Tuesday, March 2, 2010

"Th' expense of spirit in a waste of shame"

AMC is showing TO KILL A MOCKINGBIRD tonight to commemorate the 50th anniversary of the book.

This is one of my favorite films.... and I love the book. I'VE READ IT A DOZEN TIMES. I first read it when I was about 12--and probably totally missed alot of the message. I read it on my own, it was not an assignment--my school did not teach it as part of the curriculum. I guess it didn't join the syllabus until a few years later.

I mean, let's face it--this was a very brave story for 1960--and 62, when the film was released. The Civil Rights Movement didn't hit full steam until a couple of years after this.

Harper Lee's writing was very powerful--and her narration of the film was perfect. It is a shame she never wrote anything after this. I would love to have seen her talent continue to blossom. But how very brave for a white woman in the early 60s to write a book indicting our racist attitudes and practices. I may have grown up in a very "white-bread" suburb, but I was taught to accept everyone as my equal--and that I could learn from everyone I encountered. I have never understood prejudice or discrimination against someone because of their color, or religion, or sexual orientation. [I will admit to having trouble with some people's political standing--but that's me. At least I admit it....]
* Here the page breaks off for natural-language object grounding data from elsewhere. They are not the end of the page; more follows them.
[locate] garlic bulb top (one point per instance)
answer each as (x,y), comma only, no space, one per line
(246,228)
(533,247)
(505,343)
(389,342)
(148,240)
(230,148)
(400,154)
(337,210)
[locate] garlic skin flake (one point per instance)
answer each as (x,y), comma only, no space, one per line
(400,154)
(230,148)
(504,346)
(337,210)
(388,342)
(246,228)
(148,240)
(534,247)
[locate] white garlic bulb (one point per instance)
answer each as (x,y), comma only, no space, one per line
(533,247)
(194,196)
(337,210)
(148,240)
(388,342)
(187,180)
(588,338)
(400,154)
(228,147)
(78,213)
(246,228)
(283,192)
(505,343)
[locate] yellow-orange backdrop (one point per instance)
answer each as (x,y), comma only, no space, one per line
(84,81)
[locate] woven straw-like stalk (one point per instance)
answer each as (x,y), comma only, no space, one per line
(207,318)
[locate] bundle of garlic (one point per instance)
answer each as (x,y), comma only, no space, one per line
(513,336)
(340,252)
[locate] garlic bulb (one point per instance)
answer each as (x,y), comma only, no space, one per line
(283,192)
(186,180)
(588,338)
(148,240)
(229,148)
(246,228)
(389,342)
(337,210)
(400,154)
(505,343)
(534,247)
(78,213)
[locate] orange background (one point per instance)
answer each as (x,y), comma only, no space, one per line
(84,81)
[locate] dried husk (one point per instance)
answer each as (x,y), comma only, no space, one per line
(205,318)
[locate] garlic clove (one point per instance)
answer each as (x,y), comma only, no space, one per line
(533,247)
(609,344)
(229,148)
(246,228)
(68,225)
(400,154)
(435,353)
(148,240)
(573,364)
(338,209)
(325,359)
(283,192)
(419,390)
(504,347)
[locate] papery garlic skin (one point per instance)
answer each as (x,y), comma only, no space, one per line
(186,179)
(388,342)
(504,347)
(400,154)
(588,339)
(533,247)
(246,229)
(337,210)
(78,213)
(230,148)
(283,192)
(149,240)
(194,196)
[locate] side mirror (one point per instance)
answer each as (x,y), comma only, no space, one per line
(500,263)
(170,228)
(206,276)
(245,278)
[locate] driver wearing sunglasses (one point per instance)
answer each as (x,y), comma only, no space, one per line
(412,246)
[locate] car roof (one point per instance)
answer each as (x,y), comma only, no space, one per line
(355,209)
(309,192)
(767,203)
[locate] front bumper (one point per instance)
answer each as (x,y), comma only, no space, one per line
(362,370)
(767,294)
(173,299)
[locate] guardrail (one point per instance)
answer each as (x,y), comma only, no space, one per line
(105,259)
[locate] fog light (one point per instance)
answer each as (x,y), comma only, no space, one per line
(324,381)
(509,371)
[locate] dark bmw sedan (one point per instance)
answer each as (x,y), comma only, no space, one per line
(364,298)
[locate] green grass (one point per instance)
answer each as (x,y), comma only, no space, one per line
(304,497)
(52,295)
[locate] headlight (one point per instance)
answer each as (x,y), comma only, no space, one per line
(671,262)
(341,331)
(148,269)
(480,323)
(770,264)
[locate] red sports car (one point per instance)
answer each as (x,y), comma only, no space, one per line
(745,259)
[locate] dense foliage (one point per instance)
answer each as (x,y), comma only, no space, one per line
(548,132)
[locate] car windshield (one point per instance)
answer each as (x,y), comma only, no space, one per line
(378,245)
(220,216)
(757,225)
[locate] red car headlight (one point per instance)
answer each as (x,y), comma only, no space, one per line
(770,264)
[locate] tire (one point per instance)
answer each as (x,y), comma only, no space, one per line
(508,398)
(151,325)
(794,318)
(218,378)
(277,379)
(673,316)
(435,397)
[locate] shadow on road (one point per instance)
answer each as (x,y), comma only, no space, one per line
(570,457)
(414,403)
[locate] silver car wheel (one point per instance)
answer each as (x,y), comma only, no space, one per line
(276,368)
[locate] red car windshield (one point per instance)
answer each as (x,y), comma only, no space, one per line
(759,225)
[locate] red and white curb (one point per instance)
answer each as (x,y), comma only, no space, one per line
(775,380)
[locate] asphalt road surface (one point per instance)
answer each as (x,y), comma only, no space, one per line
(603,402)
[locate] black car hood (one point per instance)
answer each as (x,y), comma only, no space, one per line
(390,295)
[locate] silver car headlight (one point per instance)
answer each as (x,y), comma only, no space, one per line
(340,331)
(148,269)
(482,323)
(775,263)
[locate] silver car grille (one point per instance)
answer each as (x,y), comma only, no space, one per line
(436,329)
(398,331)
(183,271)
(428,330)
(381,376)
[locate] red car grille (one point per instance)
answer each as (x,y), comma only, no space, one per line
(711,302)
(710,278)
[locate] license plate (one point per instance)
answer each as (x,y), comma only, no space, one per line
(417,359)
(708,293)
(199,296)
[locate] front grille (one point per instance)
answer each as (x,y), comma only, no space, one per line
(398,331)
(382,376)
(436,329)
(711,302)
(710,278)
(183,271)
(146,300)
I also think Ms. Lee wanted to show that not everyone in the South behaved that way. There were plenty of people in that region who helped slaves escape and who worked for voting rights and other things. Atticus Finch with his graying hair, glasses and mild manner is a true hero in my mind. Way more so that anything on screen today.

The courtroom scene is just finishing up. It is very painful to watch how the character of Tom [played with powerful understatement by Brock Peters] is treated. It is so sad to realize that this happened all the time--and probably still does today in a more subtle way.

When I read the book as a young girl, I was totally fascinated by the 2 kids. I couldn't wait to see what Jem, Scout and Dill would get into next. The whole Boo Radley obsession was funny to me. It reminded me to some extent of my brothers and I and our friends. Back in the days when kids played outside and did make-believe. Do kids do that at all anymore? We had so much fun creating worlds for ourselves.

Now we're up to the part when Jem and Scout are walking home from the school pageant on Halloween night. Scout is in a papier mache ham costume because she has lost her dress. They take a short cut through a wooded area, with Jem leading her by her "ham hock." And suddenly they're attacked. One of the most tense film sequences I can remember--especially because of what you don't see.

I know that the actress who played Scout only did a couple more films. as did the young man who played Jem. Both were complete unknowns, cast for their genuine Southern-ness. And I bet you didn't know who thew then-unknown who played Boo Radley was Robert Duval--one of today's most respected actors.
okay--gotta go find the book and re-read it yet again.... wanna join me?

Monday, March 1, 2010

"Beware the Ides of March." —Julius Caesar

Happy March one and all.

Well, it’s March—finally. Some light at the end of the horrible long tunnel that was the winter of 09-10. We will not soon forget this season I’m sure.

Did you know that March is:

Irish-American Month [Faith and Begorrah, me ancestors would be pleased.]

Music in Our Schools Month [what would a football game be without the marching band? Seriously—and what would they do at Christmas…]

National Craft Month [get out those popsicle sticks and pipe cleaners and go to it]

National Frozen Food Month [shouldn’t it also then be National Microwave Month?]

National Peanut Month [find Jimmy Carter and give him a hug. Or a jar of Jiffy, whatever works for ya.]

National Women’s History Month [what, we only get 1 month?! Puh-leaze]

Poetry Month [roses are red, violets are blue; I’m having fun with this post—how about you?]